The washroom was packed with people, none of who seemed to have any interest in the urinals at the far wall. In a club like this, washrooms were made for snorting and fucking. Why owners of said establishments didn’t just say, “fuck it” and put in private rooms was beyond him. Regardless of commotion, privacy, or filth, the minions were following the citation to the letter. And while it shouldn’t have—he was well past the age when bathroom sex sounded enticing—the process made Ian’s chest tighten up on him. It was an ache that reminded him that no matter what the excuses were that he was telling himself, the truth of the matter was that he was too much of a chicken-shit to shove a straw up his nose, and too damn boring to be summoned into one of the stalls.

He stood up to the urinal, flipped his jacket over his arm, and caught his own dark brown gaze in the mirror to the left of him. Maybe if he did something about the strands of white creeping into his otherwise dark hair. Maybe if he traded the semi-casual business wear for something more daring. Maybe if he got his eyes touched up and traded in the ever deepening lines for Botox-infused expression-free clarity.
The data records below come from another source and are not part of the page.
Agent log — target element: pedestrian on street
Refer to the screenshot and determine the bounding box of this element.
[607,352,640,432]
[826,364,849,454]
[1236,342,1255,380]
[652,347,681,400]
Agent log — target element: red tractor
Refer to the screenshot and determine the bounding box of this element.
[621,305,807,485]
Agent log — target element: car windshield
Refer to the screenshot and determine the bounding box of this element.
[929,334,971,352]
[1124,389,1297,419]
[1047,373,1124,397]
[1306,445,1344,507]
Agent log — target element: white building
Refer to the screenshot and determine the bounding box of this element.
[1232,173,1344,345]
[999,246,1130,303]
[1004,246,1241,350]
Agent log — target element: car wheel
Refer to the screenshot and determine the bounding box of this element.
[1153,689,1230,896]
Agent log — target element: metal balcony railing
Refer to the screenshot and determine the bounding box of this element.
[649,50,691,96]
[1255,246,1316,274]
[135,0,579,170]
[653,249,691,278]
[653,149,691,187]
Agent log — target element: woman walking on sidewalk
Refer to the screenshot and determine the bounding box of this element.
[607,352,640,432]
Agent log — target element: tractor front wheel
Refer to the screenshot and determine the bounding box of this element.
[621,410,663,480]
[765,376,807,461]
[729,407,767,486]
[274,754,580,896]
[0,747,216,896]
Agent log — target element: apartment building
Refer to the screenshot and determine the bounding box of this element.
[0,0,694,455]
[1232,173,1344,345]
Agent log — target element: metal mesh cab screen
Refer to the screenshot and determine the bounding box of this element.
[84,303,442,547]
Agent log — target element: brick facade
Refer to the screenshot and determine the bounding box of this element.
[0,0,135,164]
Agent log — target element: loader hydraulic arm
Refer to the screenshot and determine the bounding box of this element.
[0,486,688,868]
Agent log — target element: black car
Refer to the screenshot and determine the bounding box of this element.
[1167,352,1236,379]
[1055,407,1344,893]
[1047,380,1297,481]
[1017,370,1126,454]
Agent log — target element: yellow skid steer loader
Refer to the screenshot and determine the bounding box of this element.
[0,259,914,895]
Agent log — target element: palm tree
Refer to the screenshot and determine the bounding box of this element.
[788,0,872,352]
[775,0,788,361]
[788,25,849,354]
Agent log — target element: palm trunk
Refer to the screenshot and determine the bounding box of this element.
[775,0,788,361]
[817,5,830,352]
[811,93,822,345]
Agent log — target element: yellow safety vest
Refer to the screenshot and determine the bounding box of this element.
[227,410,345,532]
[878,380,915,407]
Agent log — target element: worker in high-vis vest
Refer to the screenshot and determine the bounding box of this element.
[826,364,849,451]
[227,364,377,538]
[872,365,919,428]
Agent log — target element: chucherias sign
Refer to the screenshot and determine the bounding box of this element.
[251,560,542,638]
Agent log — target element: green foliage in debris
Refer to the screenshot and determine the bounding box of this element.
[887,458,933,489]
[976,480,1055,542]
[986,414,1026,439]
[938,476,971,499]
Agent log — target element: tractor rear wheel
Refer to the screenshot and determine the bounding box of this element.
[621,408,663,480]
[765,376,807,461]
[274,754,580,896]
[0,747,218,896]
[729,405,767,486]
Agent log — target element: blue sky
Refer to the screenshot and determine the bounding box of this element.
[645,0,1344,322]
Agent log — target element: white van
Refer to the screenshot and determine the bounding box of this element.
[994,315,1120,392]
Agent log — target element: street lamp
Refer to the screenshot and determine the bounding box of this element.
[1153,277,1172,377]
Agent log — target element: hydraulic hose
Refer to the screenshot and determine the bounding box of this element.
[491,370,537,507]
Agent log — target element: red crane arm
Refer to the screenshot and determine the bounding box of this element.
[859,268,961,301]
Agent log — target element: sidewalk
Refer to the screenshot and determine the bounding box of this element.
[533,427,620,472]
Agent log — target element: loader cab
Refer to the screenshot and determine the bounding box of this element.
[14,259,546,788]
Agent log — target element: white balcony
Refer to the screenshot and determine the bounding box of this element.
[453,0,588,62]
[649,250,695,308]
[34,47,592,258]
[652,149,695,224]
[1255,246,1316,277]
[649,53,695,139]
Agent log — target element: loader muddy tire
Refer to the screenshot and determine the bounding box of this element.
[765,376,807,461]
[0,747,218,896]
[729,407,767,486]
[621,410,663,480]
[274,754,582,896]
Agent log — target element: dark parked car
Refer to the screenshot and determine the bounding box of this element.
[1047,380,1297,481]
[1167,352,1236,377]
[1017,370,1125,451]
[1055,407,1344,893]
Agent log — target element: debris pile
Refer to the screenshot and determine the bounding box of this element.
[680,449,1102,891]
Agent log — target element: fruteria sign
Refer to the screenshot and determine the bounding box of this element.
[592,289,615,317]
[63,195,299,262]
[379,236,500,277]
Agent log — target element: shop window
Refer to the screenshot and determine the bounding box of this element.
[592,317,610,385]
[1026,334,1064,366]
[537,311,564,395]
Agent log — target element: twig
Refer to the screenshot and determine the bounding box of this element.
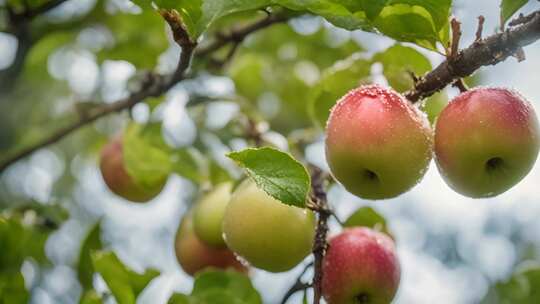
[308,166,332,304]
[195,14,290,56]
[405,11,540,102]
[281,262,313,304]
[0,10,288,172]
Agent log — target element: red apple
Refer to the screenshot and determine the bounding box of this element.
[435,88,540,198]
[326,85,433,199]
[100,137,166,203]
[322,227,401,304]
[175,214,247,275]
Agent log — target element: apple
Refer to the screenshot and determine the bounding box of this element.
[193,183,232,247]
[322,227,401,304]
[326,85,433,199]
[175,212,247,276]
[223,180,315,272]
[99,137,167,203]
[435,88,540,198]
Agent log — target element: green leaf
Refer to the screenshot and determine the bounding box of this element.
[91,251,159,304]
[0,270,30,304]
[123,123,172,195]
[501,0,529,24]
[227,147,311,207]
[171,148,202,183]
[373,44,432,92]
[167,293,191,304]
[79,289,103,304]
[77,221,102,290]
[308,54,371,129]
[0,215,50,272]
[343,206,390,235]
[482,261,540,304]
[191,270,262,304]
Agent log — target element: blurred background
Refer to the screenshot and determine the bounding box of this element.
[0,0,540,304]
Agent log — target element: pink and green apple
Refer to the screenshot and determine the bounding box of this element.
[175,213,247,275]
[322,227,401,304]
[326,85,433,199]
[435,88,540,198]
[99,137,167,203]
[223,180,315,272]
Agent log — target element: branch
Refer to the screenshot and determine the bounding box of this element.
[0,12,288,172]
[195,14,290,56]
[405,11,540,102]
[308,166,332,304]
[281,262,313,304]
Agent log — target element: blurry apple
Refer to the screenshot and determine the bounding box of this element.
[175,213,247,275]
[322,227,401,304]
[326,85,433,199]
[223,180,315,272]
[100,137,166,203]
[435,88,540,198]
[193,183,232,247]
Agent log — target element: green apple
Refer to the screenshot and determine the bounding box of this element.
[175,213,247,275]
[193,183,232,247]
[99,137,167,203]
[223,180,315,272]
[435,88,540,198]
[322,227,401,304]
[326,85,433,199]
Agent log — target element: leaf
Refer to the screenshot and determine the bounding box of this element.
[501,0,529,24]
[77,221,102,290]
[308,54,371,129]
[482,261,540,304]
[373,44,432,92]
[123,123,172,191]
[0,270,30,304]
[79,289,103,304]
[91,251,159,304]
[227,147,311,207]
[343,206,390,235]
[171,148,202,183]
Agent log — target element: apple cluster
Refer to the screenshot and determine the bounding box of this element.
[326,85,540,199]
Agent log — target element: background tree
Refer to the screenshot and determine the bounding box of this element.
[0,0,540,303]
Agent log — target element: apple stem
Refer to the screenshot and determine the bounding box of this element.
[308,166,332,304]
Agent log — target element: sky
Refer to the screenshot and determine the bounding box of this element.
[0,0,540,304]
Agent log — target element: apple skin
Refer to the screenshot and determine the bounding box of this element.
[175,213,247,276]
[322,227,401,304]
[223,180,315,272]
[435,88,540,198]
[193,183,232,247]
[326,85,433,199]
[99,137,167,203]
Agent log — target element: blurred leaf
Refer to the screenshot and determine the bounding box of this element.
[191,270,262,304]
[92,251,159,304]
[482,261,540,304]
[309,54,371,129]
[79,289,103,304]
[167,269,262,304]
[123,123,173,190]
[0,270,30,304]
[0,216,50,271]
[227,147,311,207]
[167,293,192,304]
[77,221,103,290]
[501,0,529,24]
[171,148,202,183]
[343,206,390,235]
[373,44,432,92]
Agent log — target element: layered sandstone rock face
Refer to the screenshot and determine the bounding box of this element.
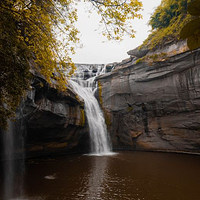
[16,72,89,156]
[97,43,200,153]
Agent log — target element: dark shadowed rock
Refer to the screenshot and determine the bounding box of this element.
[127,47,149,58]
[17,76,89,156]
[97,50,200,153]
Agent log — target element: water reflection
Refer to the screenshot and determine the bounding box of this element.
[76,156,110,200]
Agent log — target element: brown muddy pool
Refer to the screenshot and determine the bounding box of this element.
[0,152,200,200]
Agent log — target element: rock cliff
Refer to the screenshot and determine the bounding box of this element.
[97,43,200,153]
[6,74,90,157]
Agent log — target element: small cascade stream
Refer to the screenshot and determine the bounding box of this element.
[69,64,112,155]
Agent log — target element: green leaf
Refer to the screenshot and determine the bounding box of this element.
[187,36,200,50]
[188,0,200,16]
[180,18,200,39]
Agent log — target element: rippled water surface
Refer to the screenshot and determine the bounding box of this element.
[1,152,200,200]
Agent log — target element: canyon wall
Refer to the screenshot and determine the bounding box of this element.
[96,45,200,153]
[0,74,90,157]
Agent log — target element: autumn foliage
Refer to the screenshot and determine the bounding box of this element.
[0,0,142,128]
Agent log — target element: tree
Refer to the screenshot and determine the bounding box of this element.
[142,0,193,49]
[0,0,142,128]
[180,0,200,50]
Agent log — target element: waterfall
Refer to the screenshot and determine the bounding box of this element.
[69,77,111,155]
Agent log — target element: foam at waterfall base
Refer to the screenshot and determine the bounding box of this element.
[84,152,118,156]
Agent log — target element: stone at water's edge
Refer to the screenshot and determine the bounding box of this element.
[0,72,89,157]
[96,47,200,153]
Maybe then.

It wasn’t until he was gritting his jaw at his own pity-party and turning his head away in disgust that he caught a similar set of brown that were (Were they?) staring at him (No, flicking past…no…definitely staring.) Recalled fiction pinged the term “root beer eyes” and in that instant Ian finally understood what the author had meant: gold yet brown, highlights and lowlights, warm and beautiful.

From there things just got sweeter: pale skin, shock-blond hair shaved short on both sides with the middle left longer and swept back, his eyebrows and the barest brush of facial hair disproving the blond as brown. A sexy smirk played over the young man’s lips—glossed with a sheer pink, Ian was sure of it—and the only flaw on his skin, a mark Ian wasn’t even convinced he’d call a flaw if asked, was a tiny mole high on the kid’s right cheek.

“Don’t hold eye contact,” internal reasoning seemed to hiss in his ear and Ian instantly lowered his eyes. Yet he found he was fighting himself not to pull them back up again, to check, to see. It was a foolish notion that a pretty kid would be trying to catch his attention and he silently called himself every name in the book for considering it, but he failed in his attempt not to look.